La Fédération Bancaire Française définit la « procyclicité » comme « la variabilité excessive d’un facteur aux fluctuations du cycle économique. Dans le cas d’un ratio de solvabilité sensible au risque, la procyclicité consiste en une variabilité accrue du niveau des exigences en fonds propres ; celles-ci sur-réagissent à la hausse en cas de ralentissement de la croissance ou de récession de l’activité, à la baisse en période d’accélération de la croissance ». Dans le premier cas, le risque d’un rationnement du crédit (« credit crunch ») ne peut être écarté a priori, dans le second celui d’un emballement du crédit, l’un comme l’autre accentuant l’amplitude du mouvement conjoncturel et exerçant une influence déstabilisante sur l’activité.
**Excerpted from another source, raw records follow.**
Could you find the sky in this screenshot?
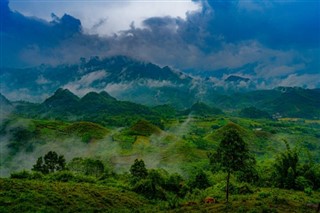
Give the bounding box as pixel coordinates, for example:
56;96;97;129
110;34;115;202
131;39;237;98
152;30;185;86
0;0;320;88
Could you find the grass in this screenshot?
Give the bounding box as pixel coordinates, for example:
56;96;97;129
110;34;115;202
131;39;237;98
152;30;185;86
0;179;148;212
0;177;320;213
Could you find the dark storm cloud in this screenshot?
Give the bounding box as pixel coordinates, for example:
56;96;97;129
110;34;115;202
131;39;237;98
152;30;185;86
1;0;320;86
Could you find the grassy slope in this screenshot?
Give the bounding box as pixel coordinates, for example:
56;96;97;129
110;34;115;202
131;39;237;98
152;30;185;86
0;179;146;212
0;179;320;212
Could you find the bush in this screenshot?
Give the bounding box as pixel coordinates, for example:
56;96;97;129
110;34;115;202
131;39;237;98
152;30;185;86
295;176;312;190
10;170;43;180
10;170;31;179
46;171;96;183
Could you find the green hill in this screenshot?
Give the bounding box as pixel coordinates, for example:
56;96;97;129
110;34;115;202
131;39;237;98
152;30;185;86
129;120;161;136
184;102;223;116
0;179;147;213
239;107;271;119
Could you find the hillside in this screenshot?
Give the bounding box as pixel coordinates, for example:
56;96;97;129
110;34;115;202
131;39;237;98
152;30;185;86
0;179;148;213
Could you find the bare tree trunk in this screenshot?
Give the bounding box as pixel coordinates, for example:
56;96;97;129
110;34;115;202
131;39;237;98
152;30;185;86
226;171;230;203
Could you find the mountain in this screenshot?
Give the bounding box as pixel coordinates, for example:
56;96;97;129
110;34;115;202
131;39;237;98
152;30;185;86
0;56;197;107
15;88;158;125
239;107;271;119
42;88;80;112
0;93;14;117
208;87;320;119
224;75;250;83
0;93;12;107
185;102;223;116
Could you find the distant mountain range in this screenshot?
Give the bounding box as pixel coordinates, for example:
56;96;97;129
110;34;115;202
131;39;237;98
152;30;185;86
0;56;320;118
0;87;320;123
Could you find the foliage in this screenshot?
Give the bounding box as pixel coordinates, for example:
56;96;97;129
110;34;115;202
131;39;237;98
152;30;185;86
208;129;255;202
67;158;105;177
32;151;66;174
130;159;148;180
274;141;299;189
189;170;211;189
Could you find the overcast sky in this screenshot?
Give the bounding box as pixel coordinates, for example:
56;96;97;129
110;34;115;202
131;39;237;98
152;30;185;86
10;0;201;36
0;0;320;87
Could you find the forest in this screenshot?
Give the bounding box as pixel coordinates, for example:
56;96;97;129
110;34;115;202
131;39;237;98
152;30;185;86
0;90;320;212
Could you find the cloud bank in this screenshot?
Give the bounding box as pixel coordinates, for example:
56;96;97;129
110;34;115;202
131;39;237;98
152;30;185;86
1;0;320;87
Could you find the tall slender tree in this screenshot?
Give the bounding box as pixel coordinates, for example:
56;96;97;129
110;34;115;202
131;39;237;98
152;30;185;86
208;129;253;202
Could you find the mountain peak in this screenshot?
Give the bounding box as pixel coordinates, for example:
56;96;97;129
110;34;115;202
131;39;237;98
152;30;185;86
44;88;79;107
224;75;250;83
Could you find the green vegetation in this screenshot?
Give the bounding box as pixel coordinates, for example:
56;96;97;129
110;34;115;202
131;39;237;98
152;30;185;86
0;90;320;212
32;151;66;174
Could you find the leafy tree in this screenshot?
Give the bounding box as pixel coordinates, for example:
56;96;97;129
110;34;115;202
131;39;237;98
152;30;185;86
67;158;105;177
190;170;210;189
274;141;299;189
208;129;253;202
32;151;66;174
130;159;148;180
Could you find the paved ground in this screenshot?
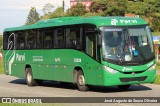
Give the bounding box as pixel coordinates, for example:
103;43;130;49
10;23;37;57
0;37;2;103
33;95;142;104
0;75;160;106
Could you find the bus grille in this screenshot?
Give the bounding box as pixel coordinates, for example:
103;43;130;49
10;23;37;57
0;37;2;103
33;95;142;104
120;76;147;82
121;71;144;74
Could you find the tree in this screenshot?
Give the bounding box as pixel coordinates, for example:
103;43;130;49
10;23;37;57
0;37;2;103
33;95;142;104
42;3;54;15
0;35;3;51
50;7;64;18
25;7;40;25
90;0;127;16
67;3;87;16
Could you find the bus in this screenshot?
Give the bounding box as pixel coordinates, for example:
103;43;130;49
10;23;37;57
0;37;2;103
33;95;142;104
3;16;156;91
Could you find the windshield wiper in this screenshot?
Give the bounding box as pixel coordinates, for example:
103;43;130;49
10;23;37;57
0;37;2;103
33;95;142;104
135;46;146;61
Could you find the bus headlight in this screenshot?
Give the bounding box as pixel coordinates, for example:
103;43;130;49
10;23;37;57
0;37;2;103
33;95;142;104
103;66;118;74
148;64;156;71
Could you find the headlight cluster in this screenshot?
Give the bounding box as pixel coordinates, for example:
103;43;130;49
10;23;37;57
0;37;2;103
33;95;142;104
103;66;118;74
148;64;156;71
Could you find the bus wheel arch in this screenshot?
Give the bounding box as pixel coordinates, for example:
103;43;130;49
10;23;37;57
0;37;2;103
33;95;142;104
73;67;89;91
25;65;37;86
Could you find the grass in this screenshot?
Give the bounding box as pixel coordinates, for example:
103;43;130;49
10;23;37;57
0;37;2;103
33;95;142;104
0;103;64;106
0;59;160;84
0;59;4;74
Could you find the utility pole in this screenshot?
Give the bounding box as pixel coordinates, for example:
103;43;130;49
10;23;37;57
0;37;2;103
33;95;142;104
62;0;65;13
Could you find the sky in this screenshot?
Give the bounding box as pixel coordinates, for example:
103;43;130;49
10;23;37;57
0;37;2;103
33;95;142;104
0;0;70;33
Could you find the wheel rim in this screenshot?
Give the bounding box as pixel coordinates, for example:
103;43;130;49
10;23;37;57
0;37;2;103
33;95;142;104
78;75;85;86
27;73;32;83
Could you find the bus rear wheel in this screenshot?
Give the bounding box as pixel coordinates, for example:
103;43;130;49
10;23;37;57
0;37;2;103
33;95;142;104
77;70;89;91
26;68;37;86
118;85;131;91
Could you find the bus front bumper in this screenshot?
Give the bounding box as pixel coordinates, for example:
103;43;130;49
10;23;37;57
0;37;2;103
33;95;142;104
103;69;156;86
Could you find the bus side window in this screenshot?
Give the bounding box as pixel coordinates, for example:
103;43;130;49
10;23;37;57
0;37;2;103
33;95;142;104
16;32;25;50
44;36;52;49
66;25;82;49
54;28;65;48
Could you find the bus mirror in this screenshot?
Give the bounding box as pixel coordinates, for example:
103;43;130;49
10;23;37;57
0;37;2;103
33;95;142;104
98;34;102;45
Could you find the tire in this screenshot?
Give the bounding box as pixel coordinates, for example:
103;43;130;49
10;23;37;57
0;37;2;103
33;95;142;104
26;68;37;86
77;70;89;91
118;85;130;91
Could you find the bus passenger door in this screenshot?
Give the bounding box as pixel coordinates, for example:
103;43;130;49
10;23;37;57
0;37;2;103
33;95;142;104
4;33;16;75
86;32;103;85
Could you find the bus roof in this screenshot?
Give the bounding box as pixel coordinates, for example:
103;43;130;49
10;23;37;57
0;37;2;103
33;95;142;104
4;16;148;31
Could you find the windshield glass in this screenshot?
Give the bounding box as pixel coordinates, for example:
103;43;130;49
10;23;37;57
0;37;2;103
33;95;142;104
100;26;154;62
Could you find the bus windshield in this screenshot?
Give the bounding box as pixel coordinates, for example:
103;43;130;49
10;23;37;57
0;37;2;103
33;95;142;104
100;26;154;64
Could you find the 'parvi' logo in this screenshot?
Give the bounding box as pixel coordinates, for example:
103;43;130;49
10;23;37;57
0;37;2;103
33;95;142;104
16;53;26;61
111;19;118;25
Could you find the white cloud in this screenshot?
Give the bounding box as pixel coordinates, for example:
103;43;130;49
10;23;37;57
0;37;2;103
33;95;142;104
0;0;70;32
0;0;70;10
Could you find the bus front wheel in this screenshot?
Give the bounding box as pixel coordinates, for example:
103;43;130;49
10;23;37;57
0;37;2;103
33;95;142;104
26;68;37;86
77;70;89;91
118;85;130;90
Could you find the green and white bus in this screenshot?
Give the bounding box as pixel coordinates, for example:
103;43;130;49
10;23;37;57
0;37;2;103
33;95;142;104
3;16;156;91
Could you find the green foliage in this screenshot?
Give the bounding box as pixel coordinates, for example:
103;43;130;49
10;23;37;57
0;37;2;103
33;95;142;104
25;7;40;25
50;7;64;18
90;0;127;16
0;59;4;74
0;35;3;51
66;3;87;16
42;3;54;15
154;74;160;85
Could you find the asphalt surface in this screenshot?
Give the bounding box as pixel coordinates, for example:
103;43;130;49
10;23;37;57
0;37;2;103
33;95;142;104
0;75;160;106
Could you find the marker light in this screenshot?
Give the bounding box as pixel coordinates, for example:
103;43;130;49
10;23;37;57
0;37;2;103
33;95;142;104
148;64;156;71
103;66;118;74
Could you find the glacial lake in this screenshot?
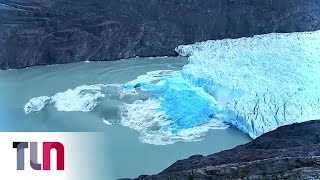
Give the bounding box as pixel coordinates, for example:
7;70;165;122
0;57;251;179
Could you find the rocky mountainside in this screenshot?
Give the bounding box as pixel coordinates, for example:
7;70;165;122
131;121;320;180
0;0;320;69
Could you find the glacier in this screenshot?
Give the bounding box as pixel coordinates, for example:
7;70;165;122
122;31;320;143
176;31;320;138
24;31;320;145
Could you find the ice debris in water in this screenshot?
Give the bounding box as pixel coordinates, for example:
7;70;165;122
176;31;320;138
122;31;320;144
24;84;105;114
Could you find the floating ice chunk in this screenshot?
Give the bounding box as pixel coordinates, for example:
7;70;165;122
51;85;105;112
120;73;228;145
120;96;228;145
24;96;50;114
24;84;106;114
102;119;112;125
176;31;320;138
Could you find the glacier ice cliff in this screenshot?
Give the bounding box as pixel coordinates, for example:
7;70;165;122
25;31;320;145
176;31;320;138
0;0;320;69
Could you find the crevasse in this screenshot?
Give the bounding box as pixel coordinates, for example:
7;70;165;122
176;31;320;138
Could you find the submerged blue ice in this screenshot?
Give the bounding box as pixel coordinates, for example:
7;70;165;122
124;31;320;142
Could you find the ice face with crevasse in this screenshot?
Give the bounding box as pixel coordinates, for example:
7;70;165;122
176;31;320;138
25;31;320;145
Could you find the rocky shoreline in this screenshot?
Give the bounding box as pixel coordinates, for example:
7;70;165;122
130;121;320;180
0;0;320;69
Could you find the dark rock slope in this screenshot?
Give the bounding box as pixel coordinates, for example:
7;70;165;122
132;121;320;180
0;0;320;69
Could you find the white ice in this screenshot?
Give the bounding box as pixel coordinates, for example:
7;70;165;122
176;31;320;138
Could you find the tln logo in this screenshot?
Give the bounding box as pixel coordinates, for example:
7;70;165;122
13;142;64;170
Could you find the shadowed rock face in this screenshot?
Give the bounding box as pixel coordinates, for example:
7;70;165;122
131;121;320;180
0;0;320;69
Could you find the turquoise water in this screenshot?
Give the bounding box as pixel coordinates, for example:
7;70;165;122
0;58;251;178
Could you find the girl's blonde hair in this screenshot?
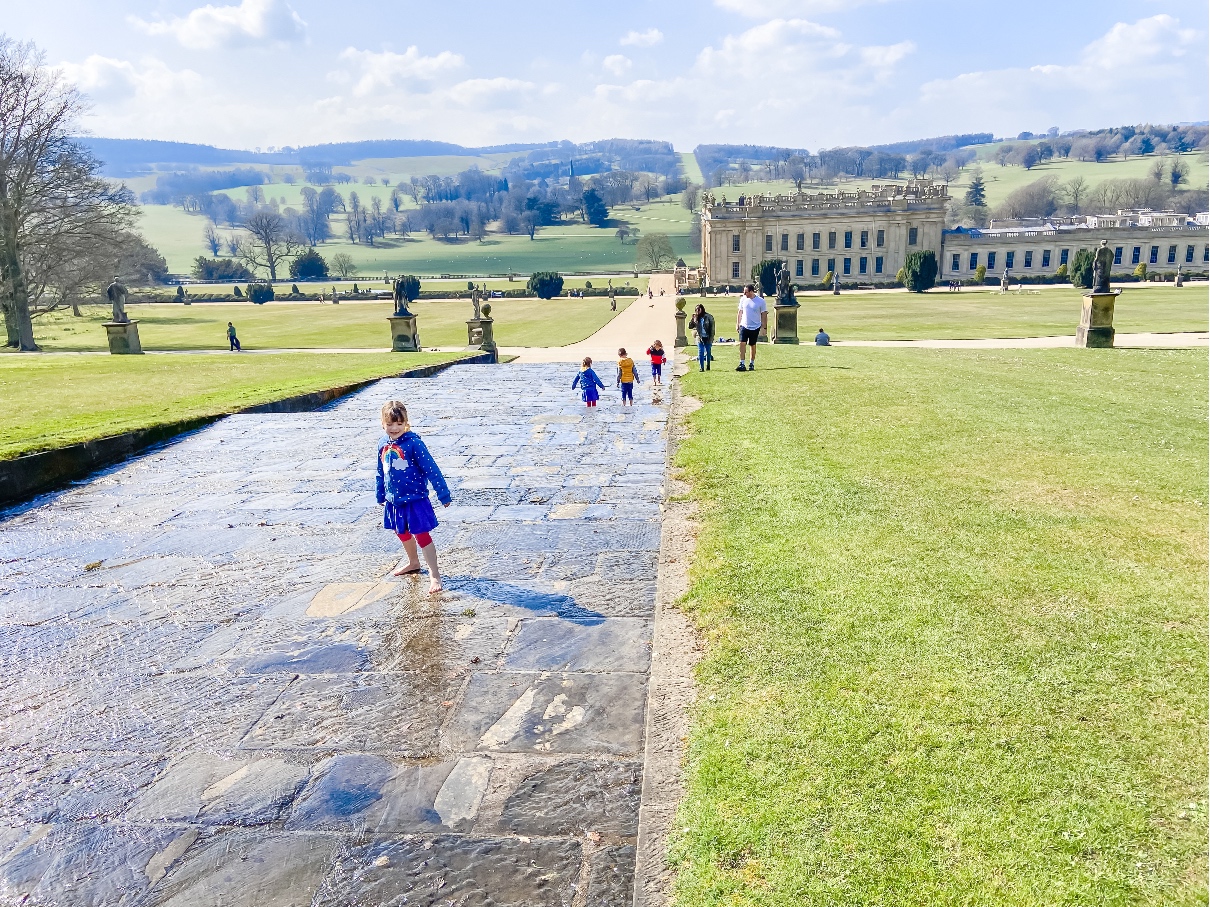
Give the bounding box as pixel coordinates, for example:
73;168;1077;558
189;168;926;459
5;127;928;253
382;400;411;432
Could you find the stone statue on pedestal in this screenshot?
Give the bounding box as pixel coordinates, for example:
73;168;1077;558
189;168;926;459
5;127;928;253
105;275;131;324
399;276;411;314
777;267;799;306
1093;239;1113;294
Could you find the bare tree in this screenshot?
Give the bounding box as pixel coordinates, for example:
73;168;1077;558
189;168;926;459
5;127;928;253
635;233;676;271
0;36;136;351
202;224;223;258
240;210;306;281
332;252;357;278
1062;177;1088;214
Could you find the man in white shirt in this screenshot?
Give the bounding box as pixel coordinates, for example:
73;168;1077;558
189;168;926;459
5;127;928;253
736;283;768;371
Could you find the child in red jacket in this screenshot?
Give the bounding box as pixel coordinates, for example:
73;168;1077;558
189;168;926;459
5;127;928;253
647;340;668;387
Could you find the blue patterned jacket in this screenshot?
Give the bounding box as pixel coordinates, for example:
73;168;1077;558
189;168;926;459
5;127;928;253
378;432;453;504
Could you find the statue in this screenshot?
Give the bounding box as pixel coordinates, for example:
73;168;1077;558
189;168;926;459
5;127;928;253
1090;239;1113;295
399;276;411;314
105;275;131;324
777;267;799;306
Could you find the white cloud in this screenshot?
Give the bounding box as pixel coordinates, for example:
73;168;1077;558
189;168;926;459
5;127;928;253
714;0;891;19
329;46;463;96
129;0;306;50
899;15;1206;134
59;53;203;104
601;53;630;77
618;28;664;47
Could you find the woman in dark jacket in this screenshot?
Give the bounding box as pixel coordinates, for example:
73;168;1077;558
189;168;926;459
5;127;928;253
688;302;714;371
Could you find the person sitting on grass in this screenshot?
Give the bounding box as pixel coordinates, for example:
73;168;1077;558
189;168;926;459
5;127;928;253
376;400;453;595
571;356;605;409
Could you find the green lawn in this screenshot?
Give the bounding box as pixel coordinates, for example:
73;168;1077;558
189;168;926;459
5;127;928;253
16;296;634;358
690;284;1210;340
0;353;457;460
672;347;1208;907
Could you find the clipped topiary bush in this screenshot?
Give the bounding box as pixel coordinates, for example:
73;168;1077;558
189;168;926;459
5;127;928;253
753;259;782;296
1070;249;1093;289
245;281;273;306
525;271;563;299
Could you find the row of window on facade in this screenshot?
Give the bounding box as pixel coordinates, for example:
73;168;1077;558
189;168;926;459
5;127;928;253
950;245;1210;271
731;255;886;281
731;227;920;253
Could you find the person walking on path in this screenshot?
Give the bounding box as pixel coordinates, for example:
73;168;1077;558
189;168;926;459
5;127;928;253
736;283;768;371
688;302;714;371
617;347;639;406
647;340;668;387
378;400;453;595
571;356;605;409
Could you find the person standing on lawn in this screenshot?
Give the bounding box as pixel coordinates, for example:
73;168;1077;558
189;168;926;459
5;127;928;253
736;283;768;371
688;302;714;371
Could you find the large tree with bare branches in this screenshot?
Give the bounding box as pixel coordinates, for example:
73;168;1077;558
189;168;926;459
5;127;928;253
0;35;136;349
240;209;307;281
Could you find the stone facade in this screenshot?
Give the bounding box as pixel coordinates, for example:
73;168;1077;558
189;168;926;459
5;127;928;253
937;222;1210;281
696;189;1210;287
702;180;949;285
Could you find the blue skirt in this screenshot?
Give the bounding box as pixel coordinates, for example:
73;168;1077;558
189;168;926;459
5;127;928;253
382;497;437;535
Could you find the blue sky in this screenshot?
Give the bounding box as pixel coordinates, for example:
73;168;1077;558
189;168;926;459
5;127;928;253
0;0;1210;151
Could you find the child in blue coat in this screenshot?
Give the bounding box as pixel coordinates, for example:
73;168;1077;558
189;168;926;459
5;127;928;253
571;356;605;409
378;400;451;595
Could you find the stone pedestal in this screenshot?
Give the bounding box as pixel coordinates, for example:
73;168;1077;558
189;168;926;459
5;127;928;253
390;314;420;353
466;318;496;362
1076;290;1120;349
105;322;143;356
773;306;799;343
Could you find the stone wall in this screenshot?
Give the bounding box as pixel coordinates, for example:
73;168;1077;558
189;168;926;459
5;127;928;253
938;226;1210;281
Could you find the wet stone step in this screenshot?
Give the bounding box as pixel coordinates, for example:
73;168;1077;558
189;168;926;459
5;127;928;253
0;365;667;907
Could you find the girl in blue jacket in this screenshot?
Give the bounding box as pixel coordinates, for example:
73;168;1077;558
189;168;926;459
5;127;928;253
378;400;451;595
571;356;605;409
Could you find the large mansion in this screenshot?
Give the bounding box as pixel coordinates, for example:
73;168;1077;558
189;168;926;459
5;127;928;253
702;180;1210;284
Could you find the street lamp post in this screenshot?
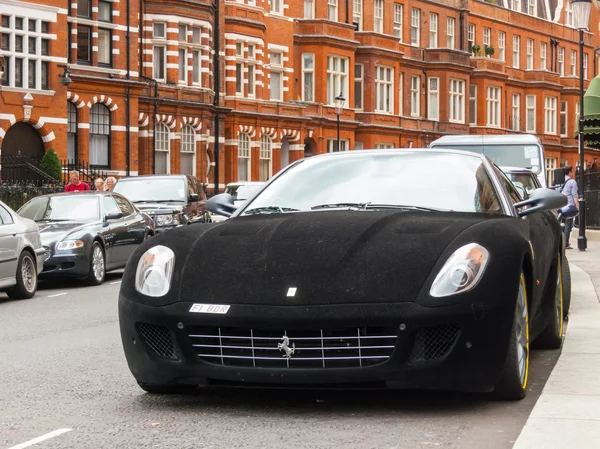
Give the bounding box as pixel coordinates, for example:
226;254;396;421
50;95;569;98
335;93;346;151
571;0;592;251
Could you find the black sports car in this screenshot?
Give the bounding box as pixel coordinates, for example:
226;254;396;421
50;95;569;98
119;149;566;399
17;191;154;285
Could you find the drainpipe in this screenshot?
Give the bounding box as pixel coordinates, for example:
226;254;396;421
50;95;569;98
125;0;131;176
213;0;221;195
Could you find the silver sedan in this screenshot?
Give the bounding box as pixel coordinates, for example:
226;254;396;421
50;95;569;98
0;201;45;299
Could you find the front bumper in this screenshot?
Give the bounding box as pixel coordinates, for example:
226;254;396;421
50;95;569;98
119;295;515;391
40;251;90;278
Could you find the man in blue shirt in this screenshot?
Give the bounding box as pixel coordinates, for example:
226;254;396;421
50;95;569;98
560;166;579;249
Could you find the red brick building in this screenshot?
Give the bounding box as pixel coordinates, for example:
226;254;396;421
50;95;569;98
0;0;600;186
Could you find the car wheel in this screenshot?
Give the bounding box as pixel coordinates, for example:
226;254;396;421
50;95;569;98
87;242;106;285
494;273;530;400
535;257;564;349
562;257;571;320
138;382;199;394
6;251;37;299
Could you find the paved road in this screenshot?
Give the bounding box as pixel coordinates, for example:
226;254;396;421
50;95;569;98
0;274;558;449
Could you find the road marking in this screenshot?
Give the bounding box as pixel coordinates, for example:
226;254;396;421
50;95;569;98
48;292;67;298
8;429;73;449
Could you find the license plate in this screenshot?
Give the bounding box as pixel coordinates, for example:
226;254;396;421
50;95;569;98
190;304;231;315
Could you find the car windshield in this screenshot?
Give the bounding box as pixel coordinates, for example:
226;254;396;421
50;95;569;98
437;143;542;174
113;178;187;203
242;151;502;215
18;193;100;222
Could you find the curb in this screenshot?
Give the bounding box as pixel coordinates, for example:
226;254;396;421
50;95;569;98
513;264;600;449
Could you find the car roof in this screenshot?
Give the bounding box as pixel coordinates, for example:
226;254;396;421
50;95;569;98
305;148;488;160
431;134;541;145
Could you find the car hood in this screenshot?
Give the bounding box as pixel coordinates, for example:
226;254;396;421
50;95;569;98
146;211;508;305
38;221;94;246
134;203;184;215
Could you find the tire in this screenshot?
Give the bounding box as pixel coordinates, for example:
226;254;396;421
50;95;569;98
562;257;571;320
86;242;106;285
6;251;37;299
138;382;199;394
535;256;564;349
494;273;530;400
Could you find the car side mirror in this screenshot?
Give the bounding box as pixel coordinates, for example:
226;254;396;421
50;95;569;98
104;212;123;221
515;188;569;217
206;193;237;217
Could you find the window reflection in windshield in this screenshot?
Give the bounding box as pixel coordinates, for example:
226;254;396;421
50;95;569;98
19;194;100;222
113;178;187;203
239;151;501;213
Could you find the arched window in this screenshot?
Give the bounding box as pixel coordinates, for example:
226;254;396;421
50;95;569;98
238;133;250;181
154;123;171;175
90;103;110;167
67;101;77;161
179;125;196;176
259;134;273;181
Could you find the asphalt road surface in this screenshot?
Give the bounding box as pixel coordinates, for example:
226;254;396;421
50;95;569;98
0;274;559;449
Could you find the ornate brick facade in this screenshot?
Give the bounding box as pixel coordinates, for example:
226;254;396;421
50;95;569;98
0;0;600;185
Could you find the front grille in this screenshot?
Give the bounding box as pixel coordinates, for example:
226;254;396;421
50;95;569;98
409;324;460;362
189;327;398;368
137;323;179;360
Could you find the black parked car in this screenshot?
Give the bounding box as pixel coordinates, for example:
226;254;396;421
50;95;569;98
119;149;566;399
113;175;211;233
17;191;154;285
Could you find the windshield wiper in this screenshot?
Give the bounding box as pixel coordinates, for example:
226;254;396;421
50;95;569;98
311;203;448;212
244;206;300;215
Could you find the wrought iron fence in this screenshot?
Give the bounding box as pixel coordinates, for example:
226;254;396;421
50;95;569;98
0;183;65;210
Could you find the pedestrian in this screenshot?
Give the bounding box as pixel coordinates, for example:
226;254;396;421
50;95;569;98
94;178;104;192
104;176;117;192
65;170;90;192
560;165;579;249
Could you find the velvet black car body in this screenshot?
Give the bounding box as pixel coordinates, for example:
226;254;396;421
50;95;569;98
119;150;563;398
18;192;154;284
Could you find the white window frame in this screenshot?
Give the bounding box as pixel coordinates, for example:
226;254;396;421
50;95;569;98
446;17;456;50
302;53;315;103
498;31;506;61
352;0;363;31
327;55;350;106
373;0;384;34
427;76;440;122
410;75;421;117
469;84;477;126
525;95;537;133
512;36;521;69
269;51;285;102
558;100;569;137
327;0;339;22
526;39;534;70
448;78;466;123
394;3;404;42
410;8;421;47
354;64;365;111
429;12;440;48
486;86;502;128
544;95;558;135
511;93;521;131
237;132;252;182
540;42;548;70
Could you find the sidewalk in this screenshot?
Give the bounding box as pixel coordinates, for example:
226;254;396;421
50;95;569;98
514;245;600;449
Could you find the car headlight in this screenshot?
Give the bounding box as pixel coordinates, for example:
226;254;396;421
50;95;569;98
56;240;84;251
156;214;180;226
135;245;175;297
429;243;490;298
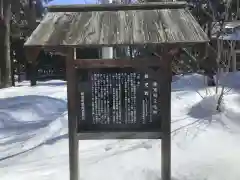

3. La procyclicité avérée des normes

3.1 La procyclicité des normes prudentielles
Dans le domaine prudentiel, la procyclicité est liée à l’utilisation du ratio de solvabilité (« Capital Adequacy Ratio ») qui rapporte les fonds propres réglementaires aux risques pondérés : risque de crédit, risque de marché et risque opérationnel (la définition des différents risques qui est donnée ci-après est extraite de la « Terminologie bancaire et financière multilingue du Comité français d’organisation et de normalisation bancaires »).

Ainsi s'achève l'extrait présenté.